The tier-aware capable-reviewer routing is enforced through the by_tier matrix in governance/model-routing.json. Generic fallback-list automation (passing an array of fallbacks for runtime execution) is not runtime-enforced today and remains future scope. The fallbacks list simply documents the intended chain so future routing logic can implement it deterministically without re-deriving safe substitutions. (Note: offline evals structurally validate these contracts but do not constitute live runtime proof of fallback execution.)
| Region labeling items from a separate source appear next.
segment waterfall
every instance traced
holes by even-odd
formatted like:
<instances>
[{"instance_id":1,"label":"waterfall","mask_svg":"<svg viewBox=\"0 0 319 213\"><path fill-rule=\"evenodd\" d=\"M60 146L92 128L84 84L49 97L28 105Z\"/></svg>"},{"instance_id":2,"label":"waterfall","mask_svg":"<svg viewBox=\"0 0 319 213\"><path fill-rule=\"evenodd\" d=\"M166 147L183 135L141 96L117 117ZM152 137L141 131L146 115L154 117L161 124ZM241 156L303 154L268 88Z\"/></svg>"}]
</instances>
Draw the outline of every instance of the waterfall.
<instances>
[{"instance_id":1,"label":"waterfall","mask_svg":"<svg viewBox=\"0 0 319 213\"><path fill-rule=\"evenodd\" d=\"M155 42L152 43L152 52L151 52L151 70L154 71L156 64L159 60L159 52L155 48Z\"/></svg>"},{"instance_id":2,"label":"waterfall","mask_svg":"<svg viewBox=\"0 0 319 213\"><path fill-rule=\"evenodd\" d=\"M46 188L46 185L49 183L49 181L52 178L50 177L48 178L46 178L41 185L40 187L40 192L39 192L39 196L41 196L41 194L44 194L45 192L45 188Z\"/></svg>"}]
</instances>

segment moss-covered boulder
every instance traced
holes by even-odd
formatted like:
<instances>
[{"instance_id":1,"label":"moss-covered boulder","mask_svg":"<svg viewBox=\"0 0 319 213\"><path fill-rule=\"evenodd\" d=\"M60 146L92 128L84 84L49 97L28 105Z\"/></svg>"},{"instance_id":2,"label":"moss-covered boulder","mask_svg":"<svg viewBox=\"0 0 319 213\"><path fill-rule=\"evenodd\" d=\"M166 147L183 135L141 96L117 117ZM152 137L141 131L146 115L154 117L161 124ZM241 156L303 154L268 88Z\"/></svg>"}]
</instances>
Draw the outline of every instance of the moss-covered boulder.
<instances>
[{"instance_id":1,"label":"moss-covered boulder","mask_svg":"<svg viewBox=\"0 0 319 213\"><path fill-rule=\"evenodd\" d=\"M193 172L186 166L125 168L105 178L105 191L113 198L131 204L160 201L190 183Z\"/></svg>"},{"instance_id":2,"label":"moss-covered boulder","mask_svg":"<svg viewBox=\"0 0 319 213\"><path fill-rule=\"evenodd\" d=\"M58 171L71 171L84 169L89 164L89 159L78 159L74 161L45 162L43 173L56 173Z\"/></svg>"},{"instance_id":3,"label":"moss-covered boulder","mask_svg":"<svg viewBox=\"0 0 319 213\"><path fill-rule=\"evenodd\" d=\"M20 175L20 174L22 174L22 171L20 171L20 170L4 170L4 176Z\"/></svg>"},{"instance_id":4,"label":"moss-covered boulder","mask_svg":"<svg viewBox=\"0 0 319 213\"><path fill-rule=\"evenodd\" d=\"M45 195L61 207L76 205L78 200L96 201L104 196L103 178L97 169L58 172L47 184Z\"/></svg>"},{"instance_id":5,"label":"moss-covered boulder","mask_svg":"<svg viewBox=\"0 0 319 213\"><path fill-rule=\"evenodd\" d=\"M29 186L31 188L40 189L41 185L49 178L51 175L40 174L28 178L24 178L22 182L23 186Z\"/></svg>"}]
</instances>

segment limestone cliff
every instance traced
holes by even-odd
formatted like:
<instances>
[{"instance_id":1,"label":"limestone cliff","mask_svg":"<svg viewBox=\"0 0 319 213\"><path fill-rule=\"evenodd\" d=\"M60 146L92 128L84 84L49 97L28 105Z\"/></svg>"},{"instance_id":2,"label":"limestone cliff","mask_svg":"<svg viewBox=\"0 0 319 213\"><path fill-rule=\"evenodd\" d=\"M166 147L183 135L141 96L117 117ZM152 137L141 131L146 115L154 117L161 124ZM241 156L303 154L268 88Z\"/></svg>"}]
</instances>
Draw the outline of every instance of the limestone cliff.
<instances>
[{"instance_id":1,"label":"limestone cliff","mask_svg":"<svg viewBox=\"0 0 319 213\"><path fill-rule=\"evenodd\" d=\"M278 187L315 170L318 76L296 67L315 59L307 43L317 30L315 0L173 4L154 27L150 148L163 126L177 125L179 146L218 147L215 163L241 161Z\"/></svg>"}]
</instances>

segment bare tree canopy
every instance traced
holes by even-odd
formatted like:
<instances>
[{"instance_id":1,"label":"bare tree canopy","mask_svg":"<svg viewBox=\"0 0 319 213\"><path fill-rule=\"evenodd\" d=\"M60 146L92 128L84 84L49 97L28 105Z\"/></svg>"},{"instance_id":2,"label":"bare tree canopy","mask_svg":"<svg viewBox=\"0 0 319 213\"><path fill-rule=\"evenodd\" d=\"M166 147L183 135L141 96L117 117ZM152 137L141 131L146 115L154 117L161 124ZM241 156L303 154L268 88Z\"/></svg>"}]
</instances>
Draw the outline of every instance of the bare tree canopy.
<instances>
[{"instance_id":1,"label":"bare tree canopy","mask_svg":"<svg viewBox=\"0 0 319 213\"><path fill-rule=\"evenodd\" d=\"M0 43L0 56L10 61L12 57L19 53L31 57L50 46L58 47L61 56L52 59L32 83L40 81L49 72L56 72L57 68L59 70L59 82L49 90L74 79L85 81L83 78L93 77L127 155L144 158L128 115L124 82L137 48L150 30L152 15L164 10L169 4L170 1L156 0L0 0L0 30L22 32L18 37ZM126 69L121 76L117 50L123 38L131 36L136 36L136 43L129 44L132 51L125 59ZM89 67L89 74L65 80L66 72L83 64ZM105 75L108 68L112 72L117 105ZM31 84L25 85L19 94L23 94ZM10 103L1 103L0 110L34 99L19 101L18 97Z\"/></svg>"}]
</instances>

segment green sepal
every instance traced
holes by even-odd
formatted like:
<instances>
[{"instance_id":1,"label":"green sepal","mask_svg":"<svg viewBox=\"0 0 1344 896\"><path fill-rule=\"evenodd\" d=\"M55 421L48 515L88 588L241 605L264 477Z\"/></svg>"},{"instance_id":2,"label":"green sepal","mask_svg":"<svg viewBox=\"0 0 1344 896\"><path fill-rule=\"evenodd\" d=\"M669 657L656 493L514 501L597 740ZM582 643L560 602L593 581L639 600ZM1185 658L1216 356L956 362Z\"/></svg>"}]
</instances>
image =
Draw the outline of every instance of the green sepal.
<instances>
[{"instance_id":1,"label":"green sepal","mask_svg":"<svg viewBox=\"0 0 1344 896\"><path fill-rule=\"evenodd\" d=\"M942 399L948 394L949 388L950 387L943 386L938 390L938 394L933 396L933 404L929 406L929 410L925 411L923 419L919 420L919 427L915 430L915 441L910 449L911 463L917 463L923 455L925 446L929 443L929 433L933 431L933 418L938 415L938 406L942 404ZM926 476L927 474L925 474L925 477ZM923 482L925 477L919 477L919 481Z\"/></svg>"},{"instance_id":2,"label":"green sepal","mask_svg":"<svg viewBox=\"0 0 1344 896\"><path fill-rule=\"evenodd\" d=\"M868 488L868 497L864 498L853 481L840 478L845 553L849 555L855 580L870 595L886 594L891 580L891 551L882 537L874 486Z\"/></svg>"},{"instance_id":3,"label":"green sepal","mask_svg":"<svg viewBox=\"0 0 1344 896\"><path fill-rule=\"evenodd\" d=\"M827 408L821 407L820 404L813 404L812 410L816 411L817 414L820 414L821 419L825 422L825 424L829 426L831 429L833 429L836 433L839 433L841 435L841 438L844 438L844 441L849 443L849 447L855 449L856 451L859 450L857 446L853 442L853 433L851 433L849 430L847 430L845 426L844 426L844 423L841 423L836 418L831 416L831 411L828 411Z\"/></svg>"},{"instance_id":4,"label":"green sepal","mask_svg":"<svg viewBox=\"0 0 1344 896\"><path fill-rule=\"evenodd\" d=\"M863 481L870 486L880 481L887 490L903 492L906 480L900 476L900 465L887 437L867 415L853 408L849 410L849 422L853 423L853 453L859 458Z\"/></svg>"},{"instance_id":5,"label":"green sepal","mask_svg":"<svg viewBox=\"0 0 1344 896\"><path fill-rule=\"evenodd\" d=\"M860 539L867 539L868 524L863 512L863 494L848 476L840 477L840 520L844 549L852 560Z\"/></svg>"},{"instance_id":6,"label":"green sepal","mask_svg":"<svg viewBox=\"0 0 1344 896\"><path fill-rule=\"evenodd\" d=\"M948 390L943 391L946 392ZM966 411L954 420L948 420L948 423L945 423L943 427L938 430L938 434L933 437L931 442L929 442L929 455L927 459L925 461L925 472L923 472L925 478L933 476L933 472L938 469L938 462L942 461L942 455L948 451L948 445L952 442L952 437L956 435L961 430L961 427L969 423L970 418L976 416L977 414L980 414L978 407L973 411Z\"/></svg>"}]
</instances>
Reasoning Effort Hint (Advisory)

reasoning_effort_hint is an advisory-only metadata field added per-role as a sibling of primary, fallbacks, cost_tier, latency_tier, and consumers.

Allowed values

low | medium | high

Semantics

  • Consumers MAY use this hint to bias per-call reasoning effort (e.g., number of thinking tokens, chain-of-thought depth).
  • Consumers MUST ignore it safely if the value is unrecognized or if the underlying runtime does not support effort control.
  • The field is NOT passed through the delegation protocol and is NOT enforced at runtime.

Placement

The field lives at the per-role level, as a sibling of primary, fallbacks, cost_tier, latency_tier, and consumers. It is not placed inside by_tier sub-objects or consumers arrays.

"capable-planner": {
  "primary": "...",
  "fallbacks": [...],
  "cost_tier": "high",
  "latency_tier": "slow",
  "consumers": [...],
  "reasoning_effort_hint": "high",
  "by_tier": { ... }
}

Cross-references

  • Repository agent-engineering index: docs/agent-engineering/README.md (authored in Phase 10).
  • Drift detection: evals/validate.mjs, evals/scenarios/model-routing-alignment.json, and evals/scenarios/orchestrator-model-resolution.json.
  • Plan: plans/controlflow-comprehensive-revision-plan.md Phase 4.
  • Spike record: plans/artifacts/model-resolver/phase-1-spike.md.